I have been involved in publishing, editing and co-editing The Ecologist for the last 25 years. My main pre-occupation has been the destruction of the natural world – the world in which we live. Looking at our planet, I adopt a fairly pessimistic view, just like Jean Harding who talked to us earlier on. I see things very much like she does.

What are the changes that are required if we are going to survive on this planet in perpetuity? It is clear to me that these changes are of a very radical nature. I think we have to change the whole structure of our society. It is quite clear to me that since the world is now being destroyed so quickly, then it is largely because our economic activities are no longer under any control at all.

Corporations

The corporations that now dominate this world, do exactly what they like. They are becoming more and more powerful, with the vast technology and finance now at their disposal, and this huge market we are creating for their goods, which will be even greater if the Uruguay Round of the GATT Treaty is ratified.

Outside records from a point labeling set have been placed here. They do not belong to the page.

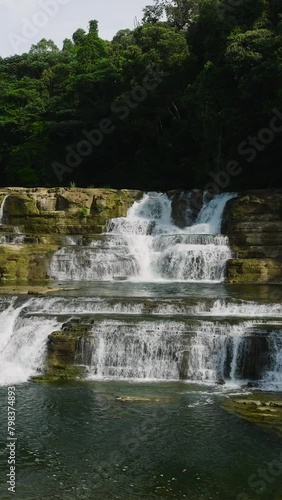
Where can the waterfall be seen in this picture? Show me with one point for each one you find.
(171, 350)
(2, 207)
(23, 342)
(147, 246)
(147, 339)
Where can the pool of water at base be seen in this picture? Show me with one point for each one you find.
(132, 441)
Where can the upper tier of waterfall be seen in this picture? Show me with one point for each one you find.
(148, 246)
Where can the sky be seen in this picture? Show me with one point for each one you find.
(25, 22)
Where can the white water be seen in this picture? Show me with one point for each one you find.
(23, 343)
(123, 344)
(2, 207)
(147, 246)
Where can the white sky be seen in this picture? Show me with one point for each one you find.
(25, 22)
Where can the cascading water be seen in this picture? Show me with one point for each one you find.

If that Round of the Treaty is accepted and allowed to materialise, then we are actually delivering the world on a platter to the large corporations to do whatever they like. There will no longer be any constraints whatsoever on their economic activities. The constraints will become automatically ‘GATT-illegal’. For instance, 90% of American environmental legislation would almost certainly be made GATT-illegal—so I was told recently by my friends in the media in Washington. So it is clear to me that man cannot co-exist with the multinational and transnational corporations. I find it difficult to avoid facing that conclusion.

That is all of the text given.